For its second round of securitization fundraising this year the Dell Equipment Finance Trust is planning to issue about $952.1 million in notes, in a deal financing a significantly smaller number of small-ticket equipment contracts compared with its previous deal.
The last time that Dell Equipment Finance Trust sold asset-backed securities bonds to investors, some 10,704 contracts were in the collateral pool. The current number of contracts is about 36% of that, with revenue from 3,857 contracts securing the notes, according to Moody's Investors Service, which will assign ratings to the notes.
Dell Financial Services, a subsidiary of Dell Inc., finances the fixed-rate operating leases, finance leases and loans on business critical equipment and is sponsoring the deal, according to Moody's. Virtually the entire discounted receivables balance, or 94.6%, consists of contracts to obligors that are large enterprises or public institutions. Moody's regards this as a high watermark for recent transactions, because both of those segments of borrowers have incurred low losses, historically.
The types of obligors in the pool is just one of its credit strengths. Another is that the contracts have low remaining payment repayment terms—36 months or less. Moody's reasoned that this should allow for obligors to completely pay down their loans or leases quickly, and reduce the risk of losses or even defaults.
RBC Capital Markets is managing the DEFT 2023-2, which is slated to close on June 22, according to theAsset Securitization Report's deal database.
The transaction structure is strong, with overcollateralization of 5.90% of the initial pool balance. DEFT 2023-2 also benefits from a non-declining reserve account of 1.00% of the initial pool balance.

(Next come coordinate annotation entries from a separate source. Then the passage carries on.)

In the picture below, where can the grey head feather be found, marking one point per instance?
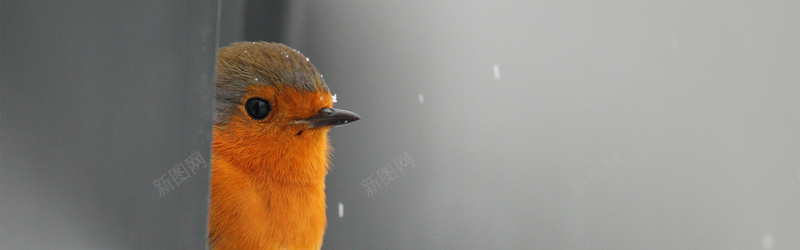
(243, 64)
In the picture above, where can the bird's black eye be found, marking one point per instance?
(257, 108)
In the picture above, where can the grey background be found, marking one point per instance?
(613, 125)
(99, 99)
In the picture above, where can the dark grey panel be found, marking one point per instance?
(98, 100)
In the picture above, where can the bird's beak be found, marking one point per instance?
(330, 117)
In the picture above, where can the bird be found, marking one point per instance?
(270, 149)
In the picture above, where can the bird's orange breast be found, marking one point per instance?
(258, 210)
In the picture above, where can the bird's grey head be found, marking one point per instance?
(247, 63)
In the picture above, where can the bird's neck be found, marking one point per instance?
(302, 161)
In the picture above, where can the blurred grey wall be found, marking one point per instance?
(560, 124)
(105, 123)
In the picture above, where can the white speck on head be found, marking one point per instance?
(767, 242)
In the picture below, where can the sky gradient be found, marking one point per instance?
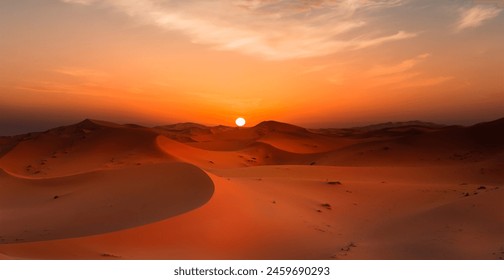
(317, 63)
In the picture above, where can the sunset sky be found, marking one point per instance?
(318, 63)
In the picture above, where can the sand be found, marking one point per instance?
(98, 190)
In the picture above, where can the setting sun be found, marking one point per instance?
(240, 121)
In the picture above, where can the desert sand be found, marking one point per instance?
(99, 190)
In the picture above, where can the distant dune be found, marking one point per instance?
(100, 190)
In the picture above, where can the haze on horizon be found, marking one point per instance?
(317, 63)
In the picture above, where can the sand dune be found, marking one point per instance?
(98, 202)
(98, 190)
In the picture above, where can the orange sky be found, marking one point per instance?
(311, 63)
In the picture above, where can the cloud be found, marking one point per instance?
(83, 73)
(403, 66)
(271, 29)
(475, 16)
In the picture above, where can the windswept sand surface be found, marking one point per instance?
(98, 190)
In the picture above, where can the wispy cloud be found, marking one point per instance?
(475, 16)
(83, 73)
(402, 75)
(271, 29)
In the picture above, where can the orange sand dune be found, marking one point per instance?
(273, 191)
(98, 202)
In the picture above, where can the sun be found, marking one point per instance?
(240, 121)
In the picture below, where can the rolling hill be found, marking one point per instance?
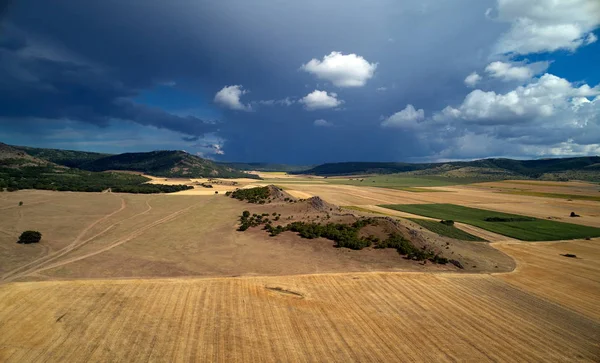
(549, 169)
(69, 158)
(165, 163)
(265, 166)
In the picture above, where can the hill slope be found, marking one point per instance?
(265, 166)
(582, 167)
(69, 158)
(165, 163)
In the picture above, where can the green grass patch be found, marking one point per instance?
(360, 209)
(553, 195)
(445, 230)
(422, 190)
(525, 229)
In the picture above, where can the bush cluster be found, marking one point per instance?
(344, 235)
(508, 219)
(28, 237)
(258, 195)
(254, 220)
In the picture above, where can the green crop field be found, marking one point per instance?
(401, 182)
(526, 229)
(553, 195)
(445, 230)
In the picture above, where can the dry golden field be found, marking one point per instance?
(368, 317)
(476, 196)
(166, 278)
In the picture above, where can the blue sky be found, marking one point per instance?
(304, 82)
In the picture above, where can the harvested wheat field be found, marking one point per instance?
(351, 317)
(542, 269)
(167, 278)
(465, 195)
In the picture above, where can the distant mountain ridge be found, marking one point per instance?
(265, 166)
(69, 158)
(164, 163)
(587, 167)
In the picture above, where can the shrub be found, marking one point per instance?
(28, 237)
(253, 195)
(509, 219)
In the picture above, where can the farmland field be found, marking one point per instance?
(526, 230)
(142, 278)
(394, 181)
(368, 317)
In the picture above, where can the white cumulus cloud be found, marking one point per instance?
(547, 25)
(282, 102)
(515, 72)
(319, 100)
(229, 96)
(348, 70)
(323, 123)
(472, 79)
(541, 98)
(407, 118)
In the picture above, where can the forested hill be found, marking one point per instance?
(69, 158)
(589, 165)
(165, 163)
(265, 166)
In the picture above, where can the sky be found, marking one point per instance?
(304, 82)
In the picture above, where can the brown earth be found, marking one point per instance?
(545, 310)
(101, 235)
(353, 317)
(466, 195)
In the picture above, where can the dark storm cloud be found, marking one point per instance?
(90, 60)
(37, 85)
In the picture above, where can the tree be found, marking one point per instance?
(28, 237)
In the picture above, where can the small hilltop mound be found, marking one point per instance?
(322, 206)
(262, 195)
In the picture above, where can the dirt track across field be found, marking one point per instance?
(367, 317)
(332, 305)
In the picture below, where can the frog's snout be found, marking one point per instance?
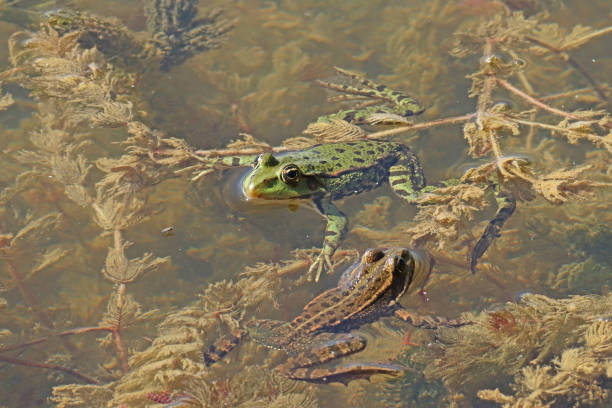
(250, 189)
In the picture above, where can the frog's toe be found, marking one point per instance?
(322, 261)
(315, 270)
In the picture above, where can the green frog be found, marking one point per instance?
(328, 172)
(365, 292)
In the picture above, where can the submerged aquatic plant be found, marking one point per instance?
(536, 341)
(83, 73)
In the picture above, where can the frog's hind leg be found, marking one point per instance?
(406, 177)
(220, 348)
(428, 322)
(506, 204)
(300, 367)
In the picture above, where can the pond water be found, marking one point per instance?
(128, 248)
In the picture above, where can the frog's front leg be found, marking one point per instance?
(334, 231)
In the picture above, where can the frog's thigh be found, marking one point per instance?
(405, 180)
(336, 226)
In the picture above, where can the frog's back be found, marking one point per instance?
(335, 159)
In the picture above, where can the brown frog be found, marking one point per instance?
(365, 292)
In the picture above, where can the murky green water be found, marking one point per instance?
(118, 265)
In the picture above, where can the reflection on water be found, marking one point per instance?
(103, 112)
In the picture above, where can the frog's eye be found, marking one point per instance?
(257, 160)
(290, 174)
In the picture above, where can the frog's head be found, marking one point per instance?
(274, 179)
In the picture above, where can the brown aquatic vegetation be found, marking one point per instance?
(83, 73)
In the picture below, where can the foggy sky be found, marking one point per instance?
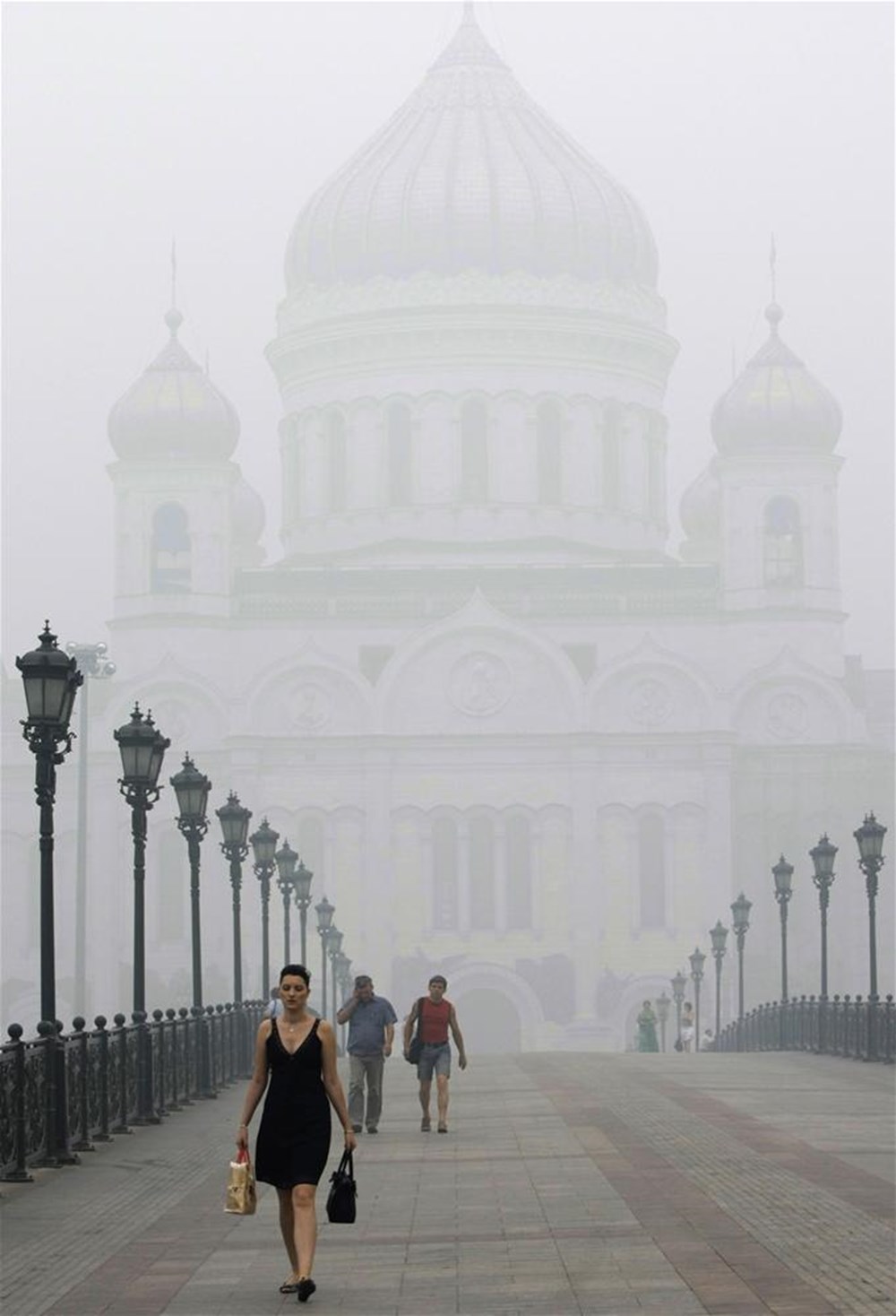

The six-tranche deal also has subordination built in, with levels of 6.75%, 5.70% and 3.45% subordination for classes A, B and C, respectively, Moody's said.
DEFT 2023-2 does face a number of credit challenges, though, including residual value risk. Residual values of the leased equipment represent about 4.8% of the pool. When residual values are included in securitized portfolios, that inclusion increases performance volatility because it exposes the issuer to the market value of the equipment, Moody's said.
In another potential credit risk, the top 10 obligors make up 30.5% of the original pool balance. Even that risk is mitigated, because the top obligors have a relatively strong credit profile. For instance, seven out of the top 10 obligors have investment grade ratings.
Moody's intends to assign ratings of 'P-1' to the class A-1 notes; 'Aaa' to classes A-2 and A-3 notes; 'Aa1' and 'Aa2' on classes B and C, respectively; and 'A2' on the class D notes.
The class A-1 notes have a legal final maturity of June 24, 2024, while the A-2 through class C notes mature on Jan. 22, 2029; and the class D notes mature on July 23, 2029.